Dream Catcher

My informant here brought up the notion of a “Dream Catcher”, and began to tell me about her dream catcher that she had growing up as a kid. She told me that the basis of her dream catcher was that it was a round piece of wood with leather bands webbed inside of it, with feathers coming out of the top and hanging from the bottom. She said that her parents had bought it for her at some point when she was in elementary school in Pennsylvania. She remembers her mom telling her that if she placed it on the outside doorknob of her room, it would catch all of the bad dreams and nightmares that she would have, and would only allow her to have good and sweet dreams.

My informant said that she believed in this notion completely, and left it on her door for years until she moved out of her house in high school. “I don’t think I would have been able to sleep without it” my informant said. She found solace in believing that it was there to protect her, even though she “knew it probably didn’t actually do anything real”.

My informant tells me that her parents told her that it was a longstanding Native American tradition to use dream catchers, and that it had protected them from nightmares for centuries. “It was just something I believed and didn’t think about too much”, she said, “after a while it completely just blended in with my door, it’s like it was supposed to be there”.
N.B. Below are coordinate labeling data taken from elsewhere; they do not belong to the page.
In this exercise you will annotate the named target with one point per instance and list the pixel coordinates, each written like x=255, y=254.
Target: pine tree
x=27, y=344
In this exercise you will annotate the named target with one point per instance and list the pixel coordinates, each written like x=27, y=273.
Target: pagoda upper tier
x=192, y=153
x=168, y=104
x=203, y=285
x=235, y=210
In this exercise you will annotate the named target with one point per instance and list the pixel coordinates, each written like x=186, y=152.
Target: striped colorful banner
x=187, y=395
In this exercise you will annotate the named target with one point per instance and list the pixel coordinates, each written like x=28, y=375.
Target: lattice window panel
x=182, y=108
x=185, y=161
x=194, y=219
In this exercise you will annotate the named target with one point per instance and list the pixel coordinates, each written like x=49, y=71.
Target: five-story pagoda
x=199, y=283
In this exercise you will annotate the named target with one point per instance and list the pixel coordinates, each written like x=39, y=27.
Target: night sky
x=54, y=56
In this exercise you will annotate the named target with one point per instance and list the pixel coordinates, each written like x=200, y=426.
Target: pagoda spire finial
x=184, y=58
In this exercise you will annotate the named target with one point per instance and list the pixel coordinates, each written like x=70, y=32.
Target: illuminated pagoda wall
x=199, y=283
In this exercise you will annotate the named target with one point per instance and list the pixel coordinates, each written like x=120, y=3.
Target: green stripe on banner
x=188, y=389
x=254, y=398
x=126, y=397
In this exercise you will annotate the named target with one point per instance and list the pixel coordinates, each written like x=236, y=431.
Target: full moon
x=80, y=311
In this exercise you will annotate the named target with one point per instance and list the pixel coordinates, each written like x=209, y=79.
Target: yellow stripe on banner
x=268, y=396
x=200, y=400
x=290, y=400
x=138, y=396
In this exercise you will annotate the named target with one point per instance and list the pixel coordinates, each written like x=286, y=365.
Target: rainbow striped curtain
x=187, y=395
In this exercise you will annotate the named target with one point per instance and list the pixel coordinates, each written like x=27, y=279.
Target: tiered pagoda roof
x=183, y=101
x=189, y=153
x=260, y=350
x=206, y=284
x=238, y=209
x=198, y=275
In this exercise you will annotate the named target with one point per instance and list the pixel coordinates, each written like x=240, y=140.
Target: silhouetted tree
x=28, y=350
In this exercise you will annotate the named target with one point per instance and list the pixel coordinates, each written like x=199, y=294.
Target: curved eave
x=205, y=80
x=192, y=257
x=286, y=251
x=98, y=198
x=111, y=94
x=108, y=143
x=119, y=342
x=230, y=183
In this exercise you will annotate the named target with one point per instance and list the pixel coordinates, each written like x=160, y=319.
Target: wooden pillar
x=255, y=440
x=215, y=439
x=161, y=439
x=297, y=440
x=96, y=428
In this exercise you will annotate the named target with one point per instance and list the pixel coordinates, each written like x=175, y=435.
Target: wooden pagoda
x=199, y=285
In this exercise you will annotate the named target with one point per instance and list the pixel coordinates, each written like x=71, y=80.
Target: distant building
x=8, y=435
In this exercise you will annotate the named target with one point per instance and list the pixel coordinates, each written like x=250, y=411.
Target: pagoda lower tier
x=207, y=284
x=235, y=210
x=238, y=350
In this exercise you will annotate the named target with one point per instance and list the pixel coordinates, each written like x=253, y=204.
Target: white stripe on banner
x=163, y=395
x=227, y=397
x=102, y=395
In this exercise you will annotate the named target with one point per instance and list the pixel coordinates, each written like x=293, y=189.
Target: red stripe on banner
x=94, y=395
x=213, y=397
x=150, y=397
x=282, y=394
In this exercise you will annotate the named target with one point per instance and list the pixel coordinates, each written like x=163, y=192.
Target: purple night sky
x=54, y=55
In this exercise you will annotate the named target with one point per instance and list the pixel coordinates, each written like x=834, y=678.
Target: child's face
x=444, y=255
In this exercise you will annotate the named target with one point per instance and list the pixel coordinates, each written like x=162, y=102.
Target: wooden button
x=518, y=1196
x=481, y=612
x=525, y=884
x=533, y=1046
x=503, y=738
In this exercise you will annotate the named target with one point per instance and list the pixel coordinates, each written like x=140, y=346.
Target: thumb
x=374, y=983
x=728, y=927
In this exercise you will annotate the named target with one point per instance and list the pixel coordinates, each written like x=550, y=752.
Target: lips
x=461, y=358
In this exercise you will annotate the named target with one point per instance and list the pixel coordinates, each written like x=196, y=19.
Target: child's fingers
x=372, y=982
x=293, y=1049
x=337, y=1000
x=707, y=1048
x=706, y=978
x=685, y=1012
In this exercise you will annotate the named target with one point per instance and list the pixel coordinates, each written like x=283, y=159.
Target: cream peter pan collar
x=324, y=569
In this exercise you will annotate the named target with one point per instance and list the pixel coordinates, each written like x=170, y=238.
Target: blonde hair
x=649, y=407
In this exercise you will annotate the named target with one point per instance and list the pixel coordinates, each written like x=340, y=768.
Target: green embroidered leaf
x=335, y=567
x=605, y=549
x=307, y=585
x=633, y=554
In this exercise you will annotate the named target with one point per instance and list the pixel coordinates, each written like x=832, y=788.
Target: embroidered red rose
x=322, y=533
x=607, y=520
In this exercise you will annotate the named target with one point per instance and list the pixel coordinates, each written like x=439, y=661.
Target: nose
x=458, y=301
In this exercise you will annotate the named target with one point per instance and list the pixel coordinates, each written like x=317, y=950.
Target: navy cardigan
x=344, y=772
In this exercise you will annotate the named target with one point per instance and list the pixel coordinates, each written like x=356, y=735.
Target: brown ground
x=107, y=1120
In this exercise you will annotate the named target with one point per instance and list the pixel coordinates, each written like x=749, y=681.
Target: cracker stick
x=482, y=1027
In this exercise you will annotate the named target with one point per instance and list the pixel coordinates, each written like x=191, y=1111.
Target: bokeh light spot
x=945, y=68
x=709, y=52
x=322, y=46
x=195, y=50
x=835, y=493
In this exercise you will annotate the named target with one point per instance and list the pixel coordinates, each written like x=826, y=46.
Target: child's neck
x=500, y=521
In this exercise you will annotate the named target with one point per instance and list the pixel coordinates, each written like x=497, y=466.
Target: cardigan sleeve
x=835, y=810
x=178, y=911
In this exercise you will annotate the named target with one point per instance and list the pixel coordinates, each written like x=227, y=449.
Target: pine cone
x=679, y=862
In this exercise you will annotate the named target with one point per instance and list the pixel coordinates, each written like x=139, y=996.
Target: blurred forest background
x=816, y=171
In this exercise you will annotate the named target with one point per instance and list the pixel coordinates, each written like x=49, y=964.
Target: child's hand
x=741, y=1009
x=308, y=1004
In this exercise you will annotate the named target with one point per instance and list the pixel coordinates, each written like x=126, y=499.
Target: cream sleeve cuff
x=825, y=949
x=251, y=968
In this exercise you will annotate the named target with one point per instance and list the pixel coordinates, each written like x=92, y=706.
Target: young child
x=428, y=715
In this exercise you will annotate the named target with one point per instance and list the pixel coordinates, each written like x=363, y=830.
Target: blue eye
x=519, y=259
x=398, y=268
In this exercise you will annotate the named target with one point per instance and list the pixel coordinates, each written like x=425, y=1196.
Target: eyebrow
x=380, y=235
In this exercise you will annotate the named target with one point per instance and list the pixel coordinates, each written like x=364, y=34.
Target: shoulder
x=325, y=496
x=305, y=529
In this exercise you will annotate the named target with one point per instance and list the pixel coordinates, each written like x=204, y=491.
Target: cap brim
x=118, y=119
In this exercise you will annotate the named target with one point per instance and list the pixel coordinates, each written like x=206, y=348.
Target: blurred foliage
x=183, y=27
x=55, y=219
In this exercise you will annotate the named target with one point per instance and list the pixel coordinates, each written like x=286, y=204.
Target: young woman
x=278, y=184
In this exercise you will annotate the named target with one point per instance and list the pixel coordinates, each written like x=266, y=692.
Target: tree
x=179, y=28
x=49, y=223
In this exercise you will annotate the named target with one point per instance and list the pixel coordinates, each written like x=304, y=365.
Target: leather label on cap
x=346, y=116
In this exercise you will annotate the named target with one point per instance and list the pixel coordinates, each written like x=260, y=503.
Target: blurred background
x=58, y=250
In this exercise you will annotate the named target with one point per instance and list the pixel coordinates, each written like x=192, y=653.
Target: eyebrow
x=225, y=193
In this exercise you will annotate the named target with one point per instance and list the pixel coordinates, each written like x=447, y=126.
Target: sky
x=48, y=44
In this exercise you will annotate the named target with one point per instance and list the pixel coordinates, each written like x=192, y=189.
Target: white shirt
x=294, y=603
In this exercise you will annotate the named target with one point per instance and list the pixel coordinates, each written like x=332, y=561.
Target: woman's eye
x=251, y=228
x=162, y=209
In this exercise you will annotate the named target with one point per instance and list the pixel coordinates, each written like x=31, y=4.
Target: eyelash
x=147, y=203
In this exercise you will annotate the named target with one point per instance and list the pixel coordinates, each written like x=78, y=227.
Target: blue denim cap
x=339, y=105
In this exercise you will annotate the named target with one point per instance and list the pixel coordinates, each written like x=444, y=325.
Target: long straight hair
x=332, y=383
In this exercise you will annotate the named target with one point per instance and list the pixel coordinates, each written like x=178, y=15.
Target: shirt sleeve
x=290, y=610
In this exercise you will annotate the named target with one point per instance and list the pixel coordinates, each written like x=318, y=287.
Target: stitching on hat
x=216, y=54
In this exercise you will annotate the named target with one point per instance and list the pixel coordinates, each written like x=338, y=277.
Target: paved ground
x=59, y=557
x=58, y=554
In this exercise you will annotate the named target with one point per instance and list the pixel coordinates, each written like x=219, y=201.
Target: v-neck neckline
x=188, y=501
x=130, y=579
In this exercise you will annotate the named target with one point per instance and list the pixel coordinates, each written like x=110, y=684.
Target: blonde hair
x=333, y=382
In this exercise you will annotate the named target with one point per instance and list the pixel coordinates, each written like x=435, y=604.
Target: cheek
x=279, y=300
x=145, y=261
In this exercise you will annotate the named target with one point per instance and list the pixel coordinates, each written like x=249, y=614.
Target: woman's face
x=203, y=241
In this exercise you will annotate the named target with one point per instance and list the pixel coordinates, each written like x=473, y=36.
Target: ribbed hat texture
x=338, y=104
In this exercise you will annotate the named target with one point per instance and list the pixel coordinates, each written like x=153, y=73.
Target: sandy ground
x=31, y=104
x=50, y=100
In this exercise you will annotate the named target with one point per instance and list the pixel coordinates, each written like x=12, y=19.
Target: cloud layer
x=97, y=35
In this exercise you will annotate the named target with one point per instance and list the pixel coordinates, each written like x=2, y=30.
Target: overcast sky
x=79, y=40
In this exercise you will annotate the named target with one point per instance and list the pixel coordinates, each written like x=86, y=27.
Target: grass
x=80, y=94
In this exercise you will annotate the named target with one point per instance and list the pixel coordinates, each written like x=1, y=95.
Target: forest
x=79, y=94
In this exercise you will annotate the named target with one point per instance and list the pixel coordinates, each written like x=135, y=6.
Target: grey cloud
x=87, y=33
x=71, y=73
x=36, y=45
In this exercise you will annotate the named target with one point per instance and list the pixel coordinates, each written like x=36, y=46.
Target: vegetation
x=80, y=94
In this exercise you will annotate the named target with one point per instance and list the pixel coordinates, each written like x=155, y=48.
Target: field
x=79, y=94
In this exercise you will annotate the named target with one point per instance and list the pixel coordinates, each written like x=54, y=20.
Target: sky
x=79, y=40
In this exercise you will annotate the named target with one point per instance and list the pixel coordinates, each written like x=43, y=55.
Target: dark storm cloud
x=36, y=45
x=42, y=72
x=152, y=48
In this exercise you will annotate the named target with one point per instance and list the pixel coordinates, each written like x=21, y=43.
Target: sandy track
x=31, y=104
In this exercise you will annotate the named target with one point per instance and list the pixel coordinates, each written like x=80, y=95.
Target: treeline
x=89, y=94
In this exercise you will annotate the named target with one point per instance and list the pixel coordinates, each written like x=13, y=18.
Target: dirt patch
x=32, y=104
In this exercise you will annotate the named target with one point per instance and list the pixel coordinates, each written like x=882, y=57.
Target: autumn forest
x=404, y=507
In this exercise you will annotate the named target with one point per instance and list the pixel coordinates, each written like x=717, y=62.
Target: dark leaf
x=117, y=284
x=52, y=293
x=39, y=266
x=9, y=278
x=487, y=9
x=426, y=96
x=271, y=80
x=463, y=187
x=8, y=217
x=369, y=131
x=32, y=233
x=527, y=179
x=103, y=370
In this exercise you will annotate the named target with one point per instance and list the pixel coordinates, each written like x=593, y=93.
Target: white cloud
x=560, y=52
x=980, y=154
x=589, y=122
I believe that this piece of folklore may have truly been started by the Native Americans years ago, and transferred to many parts of our culture because it is a nice idea and a good way to find solace in your sleep. I feel that it has lived on through parents giving them to their children, perhaps because the parents truly believe in them, and perhaps because they feel that it is a good part of growing up. I would believe that it is mostly children that use dream catchers, but believe that many adults do as well, as a part of keeping a tradition that they have had since childhood.